From time to time I like to check in on how news orgs are doing with their online publishing practices. In particular, I like to review how they handle reports and science articles.
So when Oxfam published their inequality report this year, I was keen to see how journalists and their editors are doing. Hyperlinking, after all, is a foundational practice of web publishing. And making helpful, well-formed links is the responsibility of every publisher that cares about good publishing. More than that, hyperlinking is a citational practice.
So, using Google, I’ve searched for and found a collection of news organizations that filed a news article about the Oxfam report. I narrowed it down to news organizations that I think of as Canadian or as writing for Canadian audiences. Then I looked at their articles to see if they had links to the Oxfam report (PDF), summary, or press release. They need to have at least one of these to pass. Organizations got extra points for using good hyperlinking practices such as:
- using descriptive anchor text,
- using simple, well-formed code to make links,
- not using noreferrer or similar attributes,
- warning users of opening a PDF,
- opening links in the same tab or warning users otherwise,
- not overwhelming readers with too many links,
- not hiding links to Oxfam amidst a large number of internal links.

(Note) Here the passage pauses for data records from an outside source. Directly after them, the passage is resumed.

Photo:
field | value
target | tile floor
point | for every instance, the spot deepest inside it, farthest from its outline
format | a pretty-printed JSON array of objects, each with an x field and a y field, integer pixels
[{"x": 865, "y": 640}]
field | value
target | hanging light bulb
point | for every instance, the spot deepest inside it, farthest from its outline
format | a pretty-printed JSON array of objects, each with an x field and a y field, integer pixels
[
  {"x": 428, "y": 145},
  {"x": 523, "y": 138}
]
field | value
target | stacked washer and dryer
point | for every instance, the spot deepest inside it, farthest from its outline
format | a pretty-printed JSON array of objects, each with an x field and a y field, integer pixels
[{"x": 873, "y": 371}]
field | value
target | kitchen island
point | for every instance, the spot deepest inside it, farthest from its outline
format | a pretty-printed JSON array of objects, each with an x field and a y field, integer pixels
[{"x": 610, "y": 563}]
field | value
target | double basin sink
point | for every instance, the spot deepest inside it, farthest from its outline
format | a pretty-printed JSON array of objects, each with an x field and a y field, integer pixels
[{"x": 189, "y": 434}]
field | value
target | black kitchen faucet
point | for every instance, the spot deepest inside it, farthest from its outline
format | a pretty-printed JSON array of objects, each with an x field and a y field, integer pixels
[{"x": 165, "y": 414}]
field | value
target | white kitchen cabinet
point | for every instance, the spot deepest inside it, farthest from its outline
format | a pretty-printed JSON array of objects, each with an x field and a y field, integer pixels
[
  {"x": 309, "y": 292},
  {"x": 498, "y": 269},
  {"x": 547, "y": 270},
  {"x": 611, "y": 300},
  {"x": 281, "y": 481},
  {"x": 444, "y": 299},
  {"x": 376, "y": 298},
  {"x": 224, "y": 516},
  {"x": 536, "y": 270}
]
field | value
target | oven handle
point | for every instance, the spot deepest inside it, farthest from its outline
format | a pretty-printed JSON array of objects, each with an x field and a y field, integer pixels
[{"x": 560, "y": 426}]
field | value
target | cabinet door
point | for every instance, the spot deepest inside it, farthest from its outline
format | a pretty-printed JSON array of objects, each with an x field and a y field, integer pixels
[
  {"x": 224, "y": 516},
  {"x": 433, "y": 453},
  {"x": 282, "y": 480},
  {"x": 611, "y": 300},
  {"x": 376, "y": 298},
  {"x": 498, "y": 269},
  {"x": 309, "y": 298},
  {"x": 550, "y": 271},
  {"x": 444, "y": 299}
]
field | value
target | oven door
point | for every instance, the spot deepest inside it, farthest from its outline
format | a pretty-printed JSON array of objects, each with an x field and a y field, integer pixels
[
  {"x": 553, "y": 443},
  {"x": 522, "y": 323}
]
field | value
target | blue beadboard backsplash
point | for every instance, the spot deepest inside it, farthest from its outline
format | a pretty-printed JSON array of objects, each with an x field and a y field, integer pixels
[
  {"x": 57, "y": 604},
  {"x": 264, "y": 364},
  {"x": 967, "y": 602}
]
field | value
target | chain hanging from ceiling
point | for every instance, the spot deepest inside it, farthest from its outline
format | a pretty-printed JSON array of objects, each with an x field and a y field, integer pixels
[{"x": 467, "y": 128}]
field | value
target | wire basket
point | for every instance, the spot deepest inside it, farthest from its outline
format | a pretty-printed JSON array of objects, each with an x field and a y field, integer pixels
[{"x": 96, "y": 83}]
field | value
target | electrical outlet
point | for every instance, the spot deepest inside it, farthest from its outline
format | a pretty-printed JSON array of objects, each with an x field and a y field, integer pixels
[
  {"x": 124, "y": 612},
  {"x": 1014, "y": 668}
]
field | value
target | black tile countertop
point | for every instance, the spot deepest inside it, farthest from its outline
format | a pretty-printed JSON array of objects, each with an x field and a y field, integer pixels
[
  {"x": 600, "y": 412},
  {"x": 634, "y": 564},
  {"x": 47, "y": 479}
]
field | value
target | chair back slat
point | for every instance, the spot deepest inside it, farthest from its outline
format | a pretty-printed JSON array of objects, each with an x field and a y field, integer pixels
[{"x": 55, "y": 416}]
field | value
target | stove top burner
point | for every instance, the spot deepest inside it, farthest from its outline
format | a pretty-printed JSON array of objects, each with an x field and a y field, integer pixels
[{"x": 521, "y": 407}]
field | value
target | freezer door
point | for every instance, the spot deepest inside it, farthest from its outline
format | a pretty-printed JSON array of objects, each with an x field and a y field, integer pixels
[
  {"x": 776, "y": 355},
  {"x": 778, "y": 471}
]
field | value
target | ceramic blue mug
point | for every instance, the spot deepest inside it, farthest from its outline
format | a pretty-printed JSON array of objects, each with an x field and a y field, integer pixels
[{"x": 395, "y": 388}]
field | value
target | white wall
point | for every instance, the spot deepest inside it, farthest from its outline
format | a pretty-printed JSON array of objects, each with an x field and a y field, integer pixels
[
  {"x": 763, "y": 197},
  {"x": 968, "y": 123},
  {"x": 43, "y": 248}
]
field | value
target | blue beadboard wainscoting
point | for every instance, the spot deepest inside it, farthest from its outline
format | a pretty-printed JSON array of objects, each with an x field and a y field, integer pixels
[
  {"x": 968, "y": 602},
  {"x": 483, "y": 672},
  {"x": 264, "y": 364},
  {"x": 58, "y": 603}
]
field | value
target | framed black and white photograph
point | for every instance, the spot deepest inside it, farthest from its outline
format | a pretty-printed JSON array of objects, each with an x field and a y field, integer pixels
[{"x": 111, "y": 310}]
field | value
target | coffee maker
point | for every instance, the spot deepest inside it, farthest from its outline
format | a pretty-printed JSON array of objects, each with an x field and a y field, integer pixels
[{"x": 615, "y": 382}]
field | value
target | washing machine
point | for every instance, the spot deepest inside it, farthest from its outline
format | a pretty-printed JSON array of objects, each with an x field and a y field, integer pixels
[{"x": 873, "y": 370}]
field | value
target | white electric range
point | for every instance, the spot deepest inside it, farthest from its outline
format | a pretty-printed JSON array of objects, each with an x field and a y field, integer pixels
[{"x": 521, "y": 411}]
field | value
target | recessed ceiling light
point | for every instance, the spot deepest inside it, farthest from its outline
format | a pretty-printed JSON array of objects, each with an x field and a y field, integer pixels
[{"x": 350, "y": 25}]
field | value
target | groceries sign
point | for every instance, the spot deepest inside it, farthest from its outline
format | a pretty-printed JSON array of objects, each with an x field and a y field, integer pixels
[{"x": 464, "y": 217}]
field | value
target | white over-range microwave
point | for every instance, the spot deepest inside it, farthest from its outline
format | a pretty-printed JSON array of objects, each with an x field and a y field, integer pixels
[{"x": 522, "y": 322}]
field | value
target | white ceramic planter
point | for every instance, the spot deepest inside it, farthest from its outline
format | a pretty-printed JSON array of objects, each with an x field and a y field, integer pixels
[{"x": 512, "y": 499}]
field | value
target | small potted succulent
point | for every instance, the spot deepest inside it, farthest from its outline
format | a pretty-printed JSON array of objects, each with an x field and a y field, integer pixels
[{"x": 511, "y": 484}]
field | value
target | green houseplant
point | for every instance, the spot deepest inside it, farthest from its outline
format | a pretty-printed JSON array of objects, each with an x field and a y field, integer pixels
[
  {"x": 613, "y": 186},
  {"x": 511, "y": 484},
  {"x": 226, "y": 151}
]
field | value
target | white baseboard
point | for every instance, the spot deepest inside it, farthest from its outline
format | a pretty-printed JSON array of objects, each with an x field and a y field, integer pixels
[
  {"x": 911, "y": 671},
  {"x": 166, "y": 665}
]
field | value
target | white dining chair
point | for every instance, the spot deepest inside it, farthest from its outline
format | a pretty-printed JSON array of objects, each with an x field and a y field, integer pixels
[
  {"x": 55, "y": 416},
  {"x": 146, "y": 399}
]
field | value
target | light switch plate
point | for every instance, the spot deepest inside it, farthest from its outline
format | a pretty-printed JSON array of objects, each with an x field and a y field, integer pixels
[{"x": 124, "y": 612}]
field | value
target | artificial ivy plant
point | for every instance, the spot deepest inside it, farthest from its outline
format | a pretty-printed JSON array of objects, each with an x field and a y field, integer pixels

My rubric for assessing news orgs linking practices hasn’t really changed since my last case study on this topic. See more below.
To get an A+, all a news org had to do was link to the Oxfam report and one other relevant link, such as the press release, without any link faults.
As an aside, there was too much international coverage of this story for me to include them, but I did dip into quite a few of these stories. There were very mixed results with international stories. Bloomberg, Al Jazeera, and Daily Mail, all failed to link to the report, summary, or press release. I was surprised by this. Perhaps Daily Mail’s failure wasn’t a surprise to me, since they’re a tabloid, but the others did surprise me.
The news organization I assessed below also had very mixed results. Postmedia’s flaship newspaper, National Post, received a failing grade. And so did Toronto Star.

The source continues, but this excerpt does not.